Le trafic passager de l’aéroport international de Ouagadougou est passé, selon le document, de 494 710 passagers en 2016 à 750 188 passagers en 2025, soit une progression de 51 %. Entre 2023 et 2025, la hausse atteint 17,5 %, « traduisant le renforcement de la demande de mobilité, l’amélioration de la connectivité du pays et la reprise des échanges économiques », selon la SAFA.
Selon le document, la structure du trafic des passagers montre également que les liaisons régionales représentent plus de 52 % des passagers transportés tandis que les voyageurs en transit représentent plus de 30 % du trafic total.
Pour la SAFA, cela indique qu’il y a un réel potentiel de développement des fonctions de « correspondance régionale et de hub aérien. »
Fret aérien, un potentiel encore inexploité
Le secteur du fret aérien (transport de marchandises) burkinabè affiche des signes encourageants de croissance, mais révèle dans le même temps un déséquilibre.
Selon les données, les plateformes aéroportuaires du pays ont traité plus de 8 680 tonnes de marchandises au cours de l’année 2025. Ce volume global cache toutefois une asymétrie marquée entre les flux entrants et sortants.
Le fret à l’arrivée (importation) s’est en effet établi à près de 7 360 tonnes, contre seulement environ 1 320 tonnes au départ (exporté).

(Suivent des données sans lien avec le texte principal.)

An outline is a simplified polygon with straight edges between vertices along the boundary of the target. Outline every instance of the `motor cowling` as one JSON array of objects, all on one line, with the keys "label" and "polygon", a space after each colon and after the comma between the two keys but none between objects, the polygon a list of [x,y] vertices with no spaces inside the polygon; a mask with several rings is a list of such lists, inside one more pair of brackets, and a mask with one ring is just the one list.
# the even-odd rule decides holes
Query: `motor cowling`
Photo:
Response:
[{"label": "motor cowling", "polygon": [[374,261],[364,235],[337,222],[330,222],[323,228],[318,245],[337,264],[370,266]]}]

Ce déséquilibre se traduit par un ratio export/import de l’ordre de 18 %, signe que les importations dominent largement les échanges aériens de marchandises du pays.
« Si ce déséquilibre constitue un défi, il révèle également l’existence d’importantes marges de progression pour les exportations aériennes. Les filières du sésame, de l’anacarde, du karité, des mangues fraîches et séchées, des produits horticoles, des produits pharmaceutiques, du fret humanitaire et du commerce électronique disposent d’un potentiel significatif susceptible d’alimenter durablement le développement du trafic cargo », explique la SAFA.
Un carburant bien moins cher que chez les voisins
L’atout le plus frappant mis en avant par la SAFA est le prix « abordable » du kérosène au Burkina. Un arrêté conjoint des ministères de l’économie et du commerce en date du 30 avril 2026, fixe le prix du Jet A1 à 655,92 FCFA par litre pour la consommation intérieure et à 601,87 FCFA par litre pour la réexportation
Entre 2023 et 2026, révèle la SAFA, le coût du Jet A1 a chuté de 53,8 %, passant de près de 1 300 FCFA à 655,92 FCFA le litre pour la consommation intérieure, et à 601,87 FCFA pour la réexportation.
Or certains pays d’Afrique de l’Ouest et centrale affichent des tarifs de 1 480 FCFA et 1 944 FCFA par litre pour les vols internationaux. L’écart atteint respectivement 59 % et 69 % en faveur du Burkina Faso. « Cette évolution place aujourd’hui le Burkina Faso parmi les plateformes les plus compétitives de la sous-région en matière d’avitaillement aéronautique », souligne le document.
Pour les compagnies aériennes, dont le carburant représente généralement entre 25 % et 35 % des coûts d’exploitation, selon l’Association du Transport Aérien International (IATA), ces prix favorables facilitent l’ouverture de nouvelles liaisons ou d’augmenter les fréquences existantes, analyse la Société des Aéroports du Faso (SAFA).